Purtroppo in questi giorni Identifont ha qualche problema ed è spesso inaccessibile, quindi non posso avere un confronto visivo immediato. 

Anche lo Stationers Gothic Bold della American Monotype, rilasciato nel 1948, aveva caratteristiche simili, però difficilmente era conosciuto da Novarese, a differenza dell'altro. 

Forme simili erano state esplorate in altri campi: Clough mostra la foto di una tomba nella cattedrale di Bristol risalente al 1841, tra l'altro scattata dall'italiano Luciano Perondi. 

Una pietra tombale con caratteri molto simili a quelli del Microgramma è stata fotografata in un cimitero genovese. Risale al 1910. 

Ma caratteri senza grazie di impostazione rettangolare si trovano nello stesso cimitero su lapidi più antiche, anche 1875. 

E qui si spiega il motivo del titolo scelto da Clough per la sua presentazione: l'idea su cui si basano Microgramma ed Eurostile, alla lontana, è vecchia di almeno 150 anni. 

Gli ultimi minuti sono dedicati alle domande. 

Una riguarda i caratteri prodotti in origine dalle fonderie italiane. Non essendo disegni originali, come venivano acquisiti dalle altre fonderie? Purtroppo informazioni precise non ci sono. La Bernstein sostiene che possono essersi verificate tutte le possibilità: dalle copie senza autorizzazione, a versioni derivate, all'acquisto di matrici, agli accordi tra fonderie. 

Impossibile stabilire cosa è successo caso per caso, e talvolta è impossibile anche capire quale fonderia avesse avuto per prima l'idea, sulla base dei materiali che sono arrivati fino a noi. 

Colizzi dice che quando la Fiat ha acquisito la Nebiolo si è sbarazzata di tutto l'archivio storico, i caratteri, le matrici, per cui c'è rimasto ben poco tra cui cercare. 

Non è ben chiaro neanche quale fosse l'estensione della produzione di caratteri non latini della fonderia. E' comunque sicuro che vendesse qualcosa anche all'estero, soprattutto Medio Oriente e Asia, insieme con le macchine tipografiche. 

E produceva anche caratteri etiopici, dato che il Paese per un certo periodo fu colonia italiana. 

Il marchio Nebiolo è sopravvissuto per anni dopo la dismissione del settore tipografico, passando di società in società, nel campo della produzione di macchine industriali o dell'industria cartaria, prima di scomparire del tutto una ventina di anni fa. 

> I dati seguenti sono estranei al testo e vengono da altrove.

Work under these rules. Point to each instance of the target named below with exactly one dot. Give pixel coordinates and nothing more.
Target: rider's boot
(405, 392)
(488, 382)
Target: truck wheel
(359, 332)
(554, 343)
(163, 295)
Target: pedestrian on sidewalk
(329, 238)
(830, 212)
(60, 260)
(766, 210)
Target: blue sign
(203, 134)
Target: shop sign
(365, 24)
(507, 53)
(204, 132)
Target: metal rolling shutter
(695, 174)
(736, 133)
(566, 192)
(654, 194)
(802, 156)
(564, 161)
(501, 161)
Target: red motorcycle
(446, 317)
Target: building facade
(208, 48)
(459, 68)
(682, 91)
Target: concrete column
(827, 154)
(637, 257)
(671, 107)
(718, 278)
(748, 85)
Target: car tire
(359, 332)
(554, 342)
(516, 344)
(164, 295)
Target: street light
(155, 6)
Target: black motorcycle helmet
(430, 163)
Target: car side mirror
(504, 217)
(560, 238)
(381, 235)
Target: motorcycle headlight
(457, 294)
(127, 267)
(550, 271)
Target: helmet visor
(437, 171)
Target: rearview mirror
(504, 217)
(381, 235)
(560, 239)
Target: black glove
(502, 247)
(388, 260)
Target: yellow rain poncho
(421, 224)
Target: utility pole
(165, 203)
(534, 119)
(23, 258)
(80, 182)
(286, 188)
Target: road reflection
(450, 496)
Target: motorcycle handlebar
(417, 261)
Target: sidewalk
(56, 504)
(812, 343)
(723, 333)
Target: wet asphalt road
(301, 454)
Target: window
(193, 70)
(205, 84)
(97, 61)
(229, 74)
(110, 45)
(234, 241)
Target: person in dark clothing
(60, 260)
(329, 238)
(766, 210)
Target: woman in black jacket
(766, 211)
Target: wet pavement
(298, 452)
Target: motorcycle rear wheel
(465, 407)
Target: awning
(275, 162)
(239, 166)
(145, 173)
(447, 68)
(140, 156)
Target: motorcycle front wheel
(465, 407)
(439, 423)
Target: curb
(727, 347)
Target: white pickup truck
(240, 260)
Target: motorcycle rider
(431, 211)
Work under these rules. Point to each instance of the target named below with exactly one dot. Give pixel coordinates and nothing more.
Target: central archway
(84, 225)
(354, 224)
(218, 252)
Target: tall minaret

Su Google Fonts ci sono vari font ispirati in qualche modo a Microgramma/Eurostile. Il più famoso forse è il Michroma di Vernon Adams, disponibile in uno stile soltanto, relativamente leggero, sia maiuscole che minuscole. Scorrendo la lista ce ne sono altri, tra cui il Bai Jamjuree, di Cadson Demak, disponibile in versioni più leggere e più pesanti.